Post quantum cryptography will be a necessary, evolving bulwark against supercomputer data threats. By Lee Monks
According to its blog post in June 2023, Microsoft has “achieved the first milestone towards creating a reliable and practical quantum supercomputer.” The application of quantum computers to automotive will ultimately be immensely significant, but they will carry almost as many threats as they do benefits for the software defined vehicle (SDV).
Put simply, a quantum computer is an incredibly fast data processor which can perform multiple highly complex tasks simultaneously by using quantum bits (qubits). As an illustrative example of qubit power: a few hundred entangled qubits would be enough to represent more numbers than there are atoms in the universe.
The potential for quantum computers in automotive is manifold. They will improve how smart cities operate and make them more efficient, accelerate the development of autonomous vehicles via improved machine learning, enable more sophisticated and efficient production and manufacture of car materials and transform retail. Big names such as Volkswagen, BMW and Toyota are already exploring various quantum applications. In December 2017, Toyota teamed up with Denso to conduct the first automotive test with an early quantum computer to process data on an embryonic smart city programme in Thailand.
As quantum computers become an industry reality, the need to safeguard data in SDVs against the same, nefariously used technology represents the downside of quantum computing. NXP is among the organisations working to safeguard future driver data and the entire cosmology of interlinked cloud-based automotive infrastructure. Using cutting-edge Dilithium and Kyber algorithms alongside its own S32G processor, NXP offers one example of pre-emptive rear-guard action against future quantum disruption. “Everywhere public e-crypto is used will face fundamental problems with the current use technologies,” suggests Joppe Bos, Cryptographer & Technical Director at NXP.
Since 2015, when NXP released its first dedicated automotive hardware security module that offered on-chip security for automotive applications, computer power has rapidly moved towards the now imminent quantum age.
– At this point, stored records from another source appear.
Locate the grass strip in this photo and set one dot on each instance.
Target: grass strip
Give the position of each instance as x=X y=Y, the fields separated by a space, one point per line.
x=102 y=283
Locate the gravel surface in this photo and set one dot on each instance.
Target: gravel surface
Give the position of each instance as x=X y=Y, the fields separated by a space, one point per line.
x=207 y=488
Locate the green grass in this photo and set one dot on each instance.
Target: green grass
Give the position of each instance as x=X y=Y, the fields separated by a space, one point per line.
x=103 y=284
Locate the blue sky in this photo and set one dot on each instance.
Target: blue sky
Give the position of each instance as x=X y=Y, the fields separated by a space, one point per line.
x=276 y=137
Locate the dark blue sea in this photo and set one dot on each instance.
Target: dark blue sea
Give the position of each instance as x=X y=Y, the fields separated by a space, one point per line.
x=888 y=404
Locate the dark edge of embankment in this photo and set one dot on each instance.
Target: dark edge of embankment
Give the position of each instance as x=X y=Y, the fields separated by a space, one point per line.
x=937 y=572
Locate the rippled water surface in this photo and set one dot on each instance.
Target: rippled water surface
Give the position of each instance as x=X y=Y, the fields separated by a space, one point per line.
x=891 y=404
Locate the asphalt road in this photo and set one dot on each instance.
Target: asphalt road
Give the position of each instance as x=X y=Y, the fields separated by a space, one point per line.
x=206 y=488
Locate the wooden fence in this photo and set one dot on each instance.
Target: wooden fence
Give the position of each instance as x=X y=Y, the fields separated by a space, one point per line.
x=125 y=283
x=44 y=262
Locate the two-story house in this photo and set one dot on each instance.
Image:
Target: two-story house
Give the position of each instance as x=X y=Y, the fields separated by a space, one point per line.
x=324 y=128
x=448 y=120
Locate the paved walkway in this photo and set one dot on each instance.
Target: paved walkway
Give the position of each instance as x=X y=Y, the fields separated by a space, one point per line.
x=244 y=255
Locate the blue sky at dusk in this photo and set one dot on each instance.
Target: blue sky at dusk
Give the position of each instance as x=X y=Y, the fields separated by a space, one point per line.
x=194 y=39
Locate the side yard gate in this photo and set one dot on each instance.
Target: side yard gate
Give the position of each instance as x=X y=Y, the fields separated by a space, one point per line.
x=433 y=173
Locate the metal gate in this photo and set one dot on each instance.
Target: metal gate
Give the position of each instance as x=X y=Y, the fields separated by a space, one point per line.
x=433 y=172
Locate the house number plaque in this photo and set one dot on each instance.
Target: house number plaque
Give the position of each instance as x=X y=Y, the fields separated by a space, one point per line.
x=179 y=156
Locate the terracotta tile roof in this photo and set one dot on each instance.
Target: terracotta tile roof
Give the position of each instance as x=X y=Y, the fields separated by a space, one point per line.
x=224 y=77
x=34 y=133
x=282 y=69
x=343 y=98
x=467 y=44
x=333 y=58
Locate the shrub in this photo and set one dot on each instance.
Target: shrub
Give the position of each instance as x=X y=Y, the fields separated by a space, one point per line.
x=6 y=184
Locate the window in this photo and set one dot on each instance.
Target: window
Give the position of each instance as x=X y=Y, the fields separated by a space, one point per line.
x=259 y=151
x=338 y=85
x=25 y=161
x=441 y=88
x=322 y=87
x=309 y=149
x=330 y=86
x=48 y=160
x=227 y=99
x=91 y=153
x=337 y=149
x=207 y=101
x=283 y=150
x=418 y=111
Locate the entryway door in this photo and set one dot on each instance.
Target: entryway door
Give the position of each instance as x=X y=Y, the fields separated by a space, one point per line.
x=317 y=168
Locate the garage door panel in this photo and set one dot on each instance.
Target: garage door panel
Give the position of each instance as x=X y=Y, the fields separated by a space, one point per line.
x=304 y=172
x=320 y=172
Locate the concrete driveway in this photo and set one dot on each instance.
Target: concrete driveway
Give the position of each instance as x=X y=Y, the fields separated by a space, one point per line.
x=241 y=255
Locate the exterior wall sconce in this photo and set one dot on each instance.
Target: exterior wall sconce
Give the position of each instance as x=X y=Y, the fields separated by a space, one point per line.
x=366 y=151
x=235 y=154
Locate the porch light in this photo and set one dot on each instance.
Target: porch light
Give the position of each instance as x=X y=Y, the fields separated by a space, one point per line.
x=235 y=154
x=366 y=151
The speed at which quantum technology will be able to access current security passcode information—by attempting combinations of letters and numbers a hundred million times faster than currently possible—means that new security measures are obligatory.
PQC and SDVs
Post quantum cryptography (PQC) is a safeguard against quantum computers in SDVs. According to Brian Carlson, Global Marketing Director of Automotive Processing at NXP, the need for pre-emptive cryptography is primarily due to a massive technological transition. “The transfer from single-function electronic control units (ECUs) and box hardware to a completely software defined digital world is underway,” he tells Automotive World. Carlson cites the interplay between new modes of data delivery and access, actioned via cloud network computing, as both the enabler of and threat to technological advancement. And zonal architecture is a key issue.
Zonal architecture—in this case specific vehicle areas representing independently functioning elements—underpins easy scalability on a software driven network. As opposed to deploying numerous discrete ECUs to integrate various electronic elements, SDVs accommodate a single easily updatable software layer which interacts with hardware via a central processor to carry out adjustments and updates. Yet the separation that allows such seamless interoperability also means each distinct element is particularly vulnerable to attack.
The transfer from single-function electronic control units (ECUs) and box hardware to a completely software defined digital world is underway
To cite a worrying example, an SDV hack could involve the direct sabotage of brake sensor electronics or safety function. Such potential scenarios exemplify the vital need for quantum-ready cryptography. “The S32G processor, harnessing the Dilithium algorithm, is ready for such eventualities,” says Carlson. “It can solve zonal architecture issues through central compute, protect domain controllers and end nodes with a consistent security architecture. This is augmented by our hardware security engine (HSE), a security subsystem that allows us to support PQC.” The HSE represents an intermediary gateway between the vehicle and external systems. “Security is paramount to maintain that separation,” Carlson adds. “To facilitate that, separate vendors will deploy additional real time intrusion detection prevention systems.”
The full PQC option outlined will be available from next year. “New public e-standards feature a promise to resist quantum attacks. These give us a concrete timeline to work alongside to prepare for a new era in cryptography,” says Bos. Nobody knows exactly what that new era will look like, but standing still and waiting to find out is not an option. Perpetual cryptographic improvements will be necessary to enable SDVs, and driver safety will increasingly depend on evolving algorithms. Carmakers as well as drivers will need reassurance as they make the leap into a new automotive landscape. “OEMs need to know that scalable PQC security will protect them across multi-billion platform decisions,” Carlson concludes. “Data is really critical, and we have to protect it.”